Let's rewrite the equation using this substitution:
u^2 + 4u - 1/14 = 0
Now we have a quadratic equation in terms of u. To solve this quadratic equation, we can use the quadratic formula:
u = (-b ± √(b^2 - 4ac)) / (2a)
In our case, a = 1, b = 4, and c = -1/14. Plugging these values into the quadratic formula, we get:
u = (-4 ± √(4^2 - 4(1)(-1/14))) / (2(1))
Simplifying further:
u = (-4 ± √(16 + 4/14)) / 2
u = (-4 ± √(16 + 2/7)) / 2
u = (-4 ± √(114/7)) / 2
u = (-4 ± √(2 * (57/7))) / 2
u = (-4 ± √(2) * √(57/7)) / 2
u = (-4 ± √2 * √57 / √7) / 2
u = (-2 ± √2 * √57 / √7)
u = -2/√7 ± (√2 * √57) / √7
u = -2/√7 ± √2 * √57 * √7/ √7
u = -2/√7 ± √2 * √57
u = -2/√7 ± √(2 * 57)
u = -2/√7 ± √114
Now recall that u = 7^x.

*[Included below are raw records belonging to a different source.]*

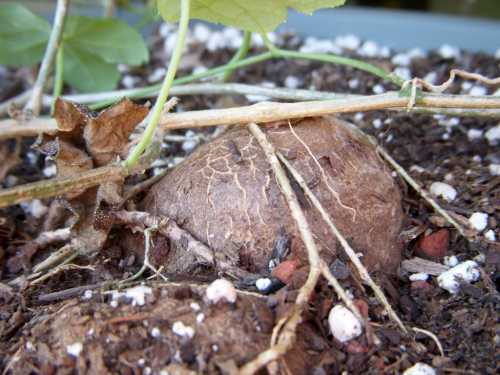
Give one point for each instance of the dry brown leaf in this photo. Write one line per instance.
(106, 135)
(8, 160)
(71, 118)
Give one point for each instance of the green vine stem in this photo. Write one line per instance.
(240, 54)
(35, 102)
(157, 110)
(273, 52)
(58, 76)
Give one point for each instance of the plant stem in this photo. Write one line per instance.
(240, 54)
(58, 76)
(270, 111)
(335, 59)
(152, 90)
(154, 119)
(280, 93)
(35, 102)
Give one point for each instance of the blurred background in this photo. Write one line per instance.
(468, 24)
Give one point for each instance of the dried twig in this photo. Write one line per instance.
(432, 336)
(268, 112)
(345, 245)
(284, 332)
(35, 103)
(172, 231)
(414, 184)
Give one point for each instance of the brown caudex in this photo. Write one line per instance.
(226, 196)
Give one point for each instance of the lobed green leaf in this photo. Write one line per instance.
(23, 35)
(259, 16)
(112, 40)
(88, 72)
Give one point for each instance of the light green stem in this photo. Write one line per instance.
(240, 54)
(151, 90)
(58, 76)
(155, 116)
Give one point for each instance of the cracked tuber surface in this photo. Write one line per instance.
(226, 196)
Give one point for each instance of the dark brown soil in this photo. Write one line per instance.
(36, 327)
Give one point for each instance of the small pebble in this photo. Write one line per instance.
(87, 295)
(419, 277)
(474, 134)
(343, 324)
(221, 289)
(195, 306)
(466, 86)
(200, 318)
(443, 190)
(377, 123)
(292, 82)
(420, 368)
(463, 272)
(479, 221)
(155, 332)
(74, 349)
(50, 171)
(431, 77)
(35, 208)
(353, 83)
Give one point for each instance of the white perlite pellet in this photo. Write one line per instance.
(490, 235)
(465, 272)
(449, 52)
(443, 190)
(494, 169)
(344, 325)
(263, 284)
(420, 368)
(479, 221)
(419, 277)
(74, 349)
(182, 330)
(474, 134)
(221, 289)
(493, 135)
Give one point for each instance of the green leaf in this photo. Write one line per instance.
(112, 40)
(88, 72)
(259, 16)
(23, 35)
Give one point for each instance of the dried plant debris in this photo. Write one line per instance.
(85, 140)
(150, 330)
(226, 196)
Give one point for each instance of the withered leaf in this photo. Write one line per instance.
(9, 158)
(106, 135)
(71, 118)
(70, 160)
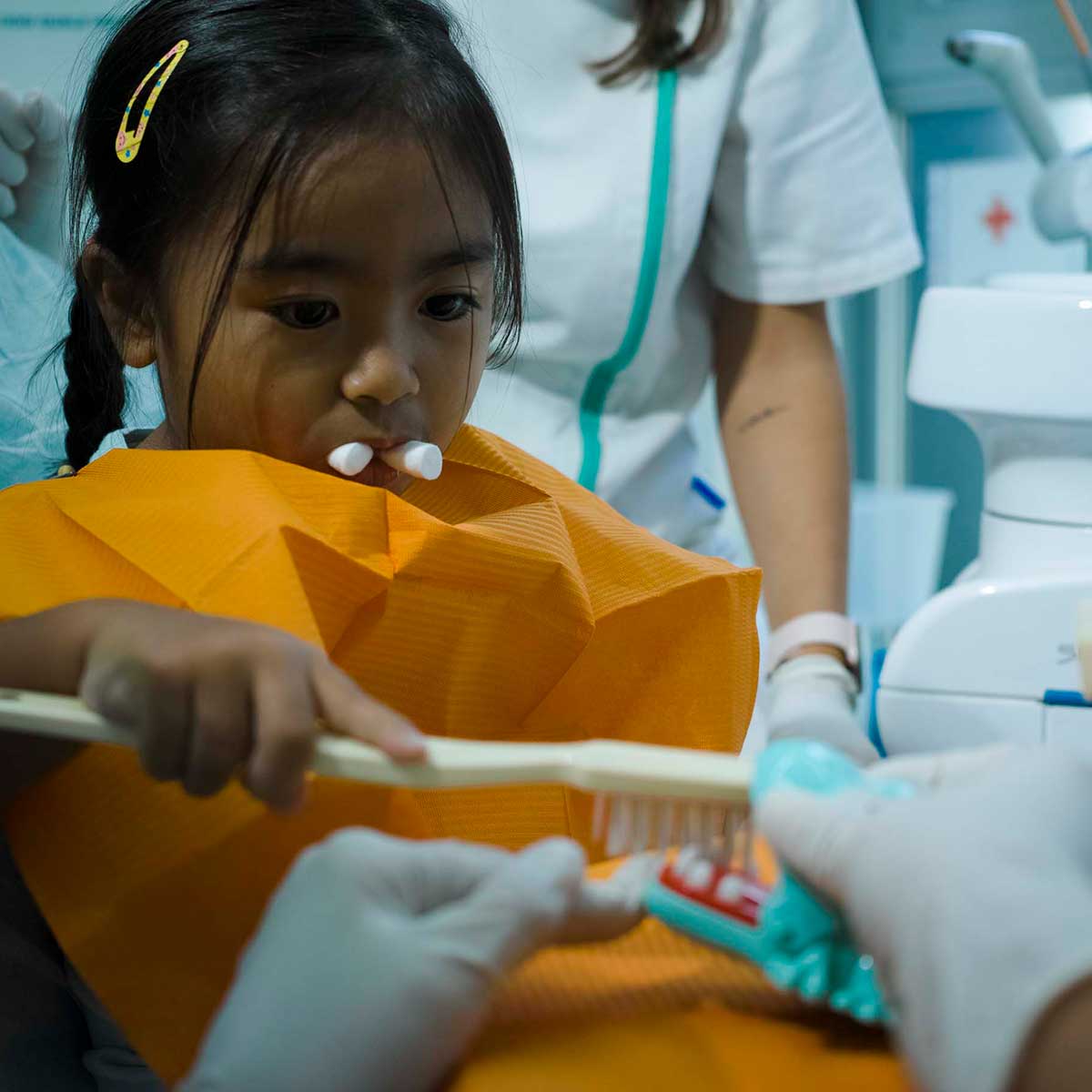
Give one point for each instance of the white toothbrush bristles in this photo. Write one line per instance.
(416, 459)
(350, 459)
(628, 824)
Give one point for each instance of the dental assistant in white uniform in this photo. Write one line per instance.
(692, 224)
(691, 221)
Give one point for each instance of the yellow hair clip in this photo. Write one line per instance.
(128, 143)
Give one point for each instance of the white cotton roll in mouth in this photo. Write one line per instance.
(349, 459)
(420, 460)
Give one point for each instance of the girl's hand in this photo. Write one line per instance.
(210, 697)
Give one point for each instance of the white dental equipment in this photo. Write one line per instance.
(994, 658)
(1010, 65)
(1062, 201)
(414, 458)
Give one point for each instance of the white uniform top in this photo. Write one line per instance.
(785, 188)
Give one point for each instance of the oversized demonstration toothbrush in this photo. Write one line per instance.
(645, 797)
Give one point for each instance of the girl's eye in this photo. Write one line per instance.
(306, 314)
(450, 307)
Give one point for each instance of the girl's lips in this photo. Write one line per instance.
(377, 473)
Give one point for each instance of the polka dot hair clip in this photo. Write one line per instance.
(129, 140)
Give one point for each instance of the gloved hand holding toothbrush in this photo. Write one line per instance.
(377, 958)
(33, 162)
(976, 901)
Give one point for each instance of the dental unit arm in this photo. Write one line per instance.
(1062, 202)
(1008, 63)
(994, 656)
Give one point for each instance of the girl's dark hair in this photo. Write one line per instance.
(265, 88)
(659, 43)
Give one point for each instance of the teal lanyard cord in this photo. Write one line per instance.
(604, 374)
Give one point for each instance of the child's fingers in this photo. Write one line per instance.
(348, 709)
(126, 693)
(223, 733)
(284, 732)
(165, 726)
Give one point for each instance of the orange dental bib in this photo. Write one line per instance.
(500, 602)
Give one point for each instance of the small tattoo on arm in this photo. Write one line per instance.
(759, 418)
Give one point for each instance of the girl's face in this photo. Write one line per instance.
(366, 319)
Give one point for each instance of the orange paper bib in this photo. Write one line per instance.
(500, 602)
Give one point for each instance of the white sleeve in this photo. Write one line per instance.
(809, 200)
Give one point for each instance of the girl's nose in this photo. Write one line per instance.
(383, 374)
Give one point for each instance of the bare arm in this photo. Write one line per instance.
(784, 423)
(1058, 1057)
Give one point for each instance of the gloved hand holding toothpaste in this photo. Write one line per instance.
(976, 901)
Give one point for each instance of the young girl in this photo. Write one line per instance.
(314, 241)
(312, 233)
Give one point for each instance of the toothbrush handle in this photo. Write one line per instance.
(451, 763)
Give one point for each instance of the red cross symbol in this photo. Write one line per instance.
(998, 219)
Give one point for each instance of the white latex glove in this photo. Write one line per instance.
(976, 899)
(33, 159)
(377, 956)
(814, 697)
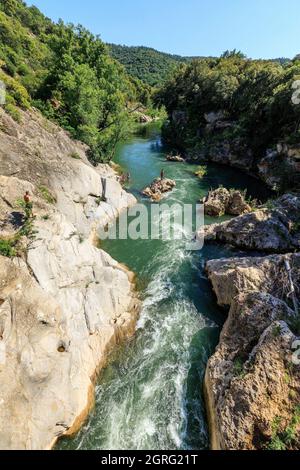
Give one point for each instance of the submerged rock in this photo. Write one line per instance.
(158, 188)
(221, 201)
(65, 303)
(175, 158)
(251, 380)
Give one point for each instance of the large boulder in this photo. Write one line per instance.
(63, 302)
(222, 201)
(158, 188)
(275, 229)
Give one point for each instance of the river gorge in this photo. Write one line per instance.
(150, 396)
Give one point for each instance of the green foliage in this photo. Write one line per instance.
(13, 111)
(255, 96)
(69, 75)
(146, 64)
(75, 156)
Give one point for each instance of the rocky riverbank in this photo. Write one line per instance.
(252, 381)
(63, 302)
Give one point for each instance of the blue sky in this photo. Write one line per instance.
(259, 28)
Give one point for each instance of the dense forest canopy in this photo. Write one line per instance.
(148, 65)
(151, 66)
(255, 97)
(68, 74)
(75, 80)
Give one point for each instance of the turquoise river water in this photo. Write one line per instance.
(150, 395)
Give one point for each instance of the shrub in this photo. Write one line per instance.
(7, 247)
(13, 111)
(47, 195)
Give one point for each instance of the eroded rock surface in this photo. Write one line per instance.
(63, 302)
(222, 201)
(274, 229)
(252, 383)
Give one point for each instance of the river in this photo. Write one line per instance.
(150, 395)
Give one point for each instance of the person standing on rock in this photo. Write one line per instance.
(28, 205)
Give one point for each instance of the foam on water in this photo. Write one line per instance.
(150, 396)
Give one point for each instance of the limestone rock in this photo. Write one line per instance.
(269, 230)
(250, 380)
(175, 158)
(66, 303)
(221, 201)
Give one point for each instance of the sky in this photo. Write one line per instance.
(259, 28)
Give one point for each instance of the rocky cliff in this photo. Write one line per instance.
(63, 302)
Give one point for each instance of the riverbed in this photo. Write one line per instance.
(150, 396)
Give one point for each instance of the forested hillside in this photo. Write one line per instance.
(250, 101)
(147, 64)
(68, 74)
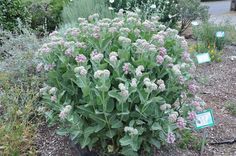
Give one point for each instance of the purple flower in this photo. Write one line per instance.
(170, 138)
(80, 58)
(191, 115)
(159, 59)
(181, 123)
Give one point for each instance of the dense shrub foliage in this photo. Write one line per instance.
(119, 85)
(165, 9)
(190, 10)
(45, 14)
(84, 8)
(11, 11)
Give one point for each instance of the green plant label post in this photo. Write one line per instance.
(203, 58)
(204, 119)
(220, 34)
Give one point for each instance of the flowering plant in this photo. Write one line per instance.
(121, 85)
(167, 10)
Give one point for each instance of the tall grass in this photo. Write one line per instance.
(84, 8)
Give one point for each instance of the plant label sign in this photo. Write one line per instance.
(203, 58)
(204, 119)
(220, 34)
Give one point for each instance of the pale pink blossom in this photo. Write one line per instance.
(170, 138)
(80, 58)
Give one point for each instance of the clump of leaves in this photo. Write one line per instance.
(122, 85)
(11, 11)
(17, 128)
(189, 141)
(231, 107)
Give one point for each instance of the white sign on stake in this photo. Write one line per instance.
(204, 119)
(220, 34)
(203, 58)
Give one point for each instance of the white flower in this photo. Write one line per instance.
(110, 8)
(173, 117)
(165, 107)
(111, 1)
(113, 57)
(65, 112)
(124, 90)
(161, 84)
(102, 74)
(139, 70)
(96, 56)
(53, 91)
(133, 83)
(153, 6)
(122, 86)
(131, 130)
(81, 70)
(176, 70)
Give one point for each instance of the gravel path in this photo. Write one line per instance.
(217, 90)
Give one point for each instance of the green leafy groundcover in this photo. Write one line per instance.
(120, 85)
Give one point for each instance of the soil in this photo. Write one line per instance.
(217, 84)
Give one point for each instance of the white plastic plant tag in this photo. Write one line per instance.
(204, 119)
(194, 23)
(220, 34)
(203, 58)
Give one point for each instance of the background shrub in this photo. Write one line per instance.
(18, 51)
(190, 10)
(84, 8)
(117, 85)
(165, 9)
(45, 14)
(11, 10)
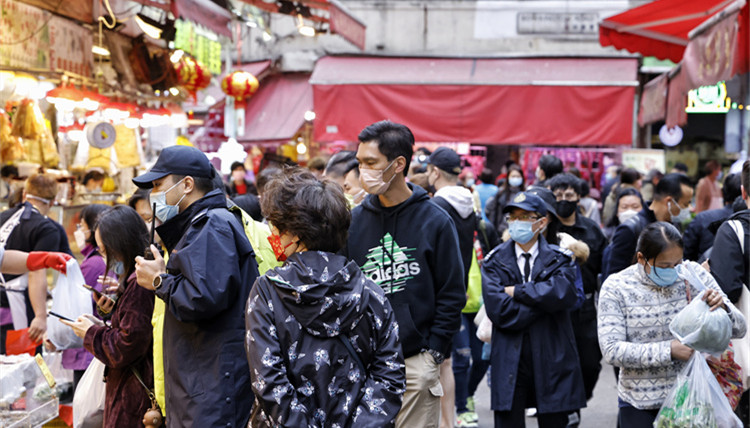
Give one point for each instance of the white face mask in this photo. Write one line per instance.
(372, 179)
(626, 215)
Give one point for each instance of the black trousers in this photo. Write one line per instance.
(525, 396)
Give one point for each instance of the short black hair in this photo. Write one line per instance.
(551, 165)
(656, 238)
(316, 211)
(124, 236)
(394, 140)
(92, 175)
(341, 163)
(731, 189)
(250, 204)
(671, 185)
(237, 165)
(9, 171)
(629, 176)
(565, 181)
(486, 176)
(90, 215)
(202, 184)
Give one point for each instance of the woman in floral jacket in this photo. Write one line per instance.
(636, 306)
(322, 339)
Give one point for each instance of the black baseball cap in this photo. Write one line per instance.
(446, 159)
(527, 202)
(177, 160)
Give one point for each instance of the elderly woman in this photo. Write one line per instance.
(636, 306)
(322, 339)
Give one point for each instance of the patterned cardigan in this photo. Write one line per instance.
(634, 316)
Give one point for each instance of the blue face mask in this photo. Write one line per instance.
(165, 211)
(663, 277)
(521, 231)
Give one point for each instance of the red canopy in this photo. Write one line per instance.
(661, 28)
(542, 101)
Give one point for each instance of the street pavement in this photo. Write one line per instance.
(600, 413)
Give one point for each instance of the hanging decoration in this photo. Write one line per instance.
(192, 75)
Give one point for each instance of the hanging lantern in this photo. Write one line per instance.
(239, 85)
(192, 75)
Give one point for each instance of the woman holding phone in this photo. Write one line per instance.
(124, 346)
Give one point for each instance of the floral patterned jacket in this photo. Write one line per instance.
(302, 373)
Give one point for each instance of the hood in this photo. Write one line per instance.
(323, 291)
(372, 203)
(460, 198)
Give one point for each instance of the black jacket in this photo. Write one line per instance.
(411, 251)
(699, 237)
(621, 251)
(302, 373)
(729, 265)
(210, 271)
(539, 309)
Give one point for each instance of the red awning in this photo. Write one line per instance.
(542, 101)
(662, 28)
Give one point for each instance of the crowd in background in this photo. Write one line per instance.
(356, 290)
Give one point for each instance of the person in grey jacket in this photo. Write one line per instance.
(322, 339)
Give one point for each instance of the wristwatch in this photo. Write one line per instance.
(437, 356)
(158, 280)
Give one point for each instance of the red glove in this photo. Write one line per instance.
(43, 259)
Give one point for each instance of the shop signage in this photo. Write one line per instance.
(709, 99)
(25, 24)
(557, 23)
(200, 43)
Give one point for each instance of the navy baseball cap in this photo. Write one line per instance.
(527, 202)
(177, 160)
(446, 159)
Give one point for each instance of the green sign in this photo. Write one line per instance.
(200, 43)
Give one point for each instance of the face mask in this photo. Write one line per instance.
(372, 180)
(663, 277)
(566, 208)
(278, 250)
(626, 215)
(521, 231)
(80, 237)
(682, 216)
(165, 211)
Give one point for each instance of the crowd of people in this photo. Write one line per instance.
(357, 295)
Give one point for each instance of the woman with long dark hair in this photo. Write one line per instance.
(494, 208)
(124, 346)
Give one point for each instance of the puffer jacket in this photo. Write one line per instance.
(298, 318)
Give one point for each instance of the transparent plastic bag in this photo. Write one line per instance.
(69, 299)
(696, 400)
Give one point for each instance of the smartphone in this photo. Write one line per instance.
(60, 316)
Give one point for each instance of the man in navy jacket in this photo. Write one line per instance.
(529, 288)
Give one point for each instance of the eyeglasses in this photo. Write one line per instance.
(510, 219)
(567, 196)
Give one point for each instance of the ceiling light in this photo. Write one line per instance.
(148, 26)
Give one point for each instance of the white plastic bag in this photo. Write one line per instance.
(89, 398)
(696, 400)
(71, 300)
(702, 329)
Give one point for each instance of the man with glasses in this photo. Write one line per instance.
(671, 203)
(528, 290)
(567, 191)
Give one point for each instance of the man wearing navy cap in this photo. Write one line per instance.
(204, 286)
(528, 288)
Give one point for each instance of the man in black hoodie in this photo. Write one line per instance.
(409, 247)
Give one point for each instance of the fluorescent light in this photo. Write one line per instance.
(150, 29)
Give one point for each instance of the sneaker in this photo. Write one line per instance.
(466, 420)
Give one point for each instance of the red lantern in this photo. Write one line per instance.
(239, 85)
(192, 75)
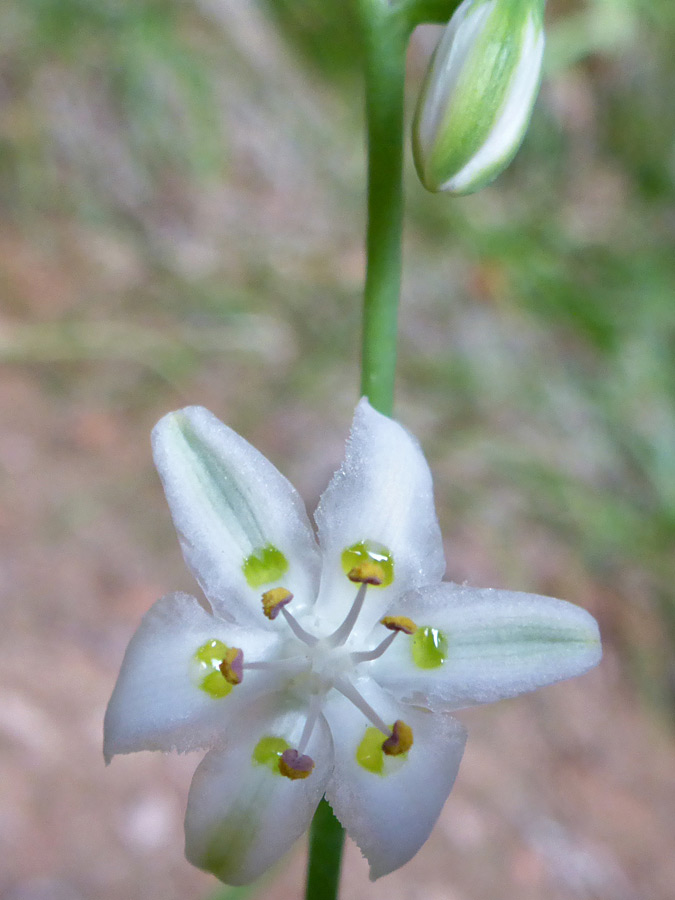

Substituting back, we get:
7^x = -2/√7 ± √114
To find the solutions, we need to solve for x. Taking the logarithm base 7 of both sides to "undo" the exponentiation, we have:
x = log_7(-2/√7 ± √114)
Hence, the solutions to the given equation are x = log_7(-2/√7 + √114) and x = log_7(-2/√7 - √114).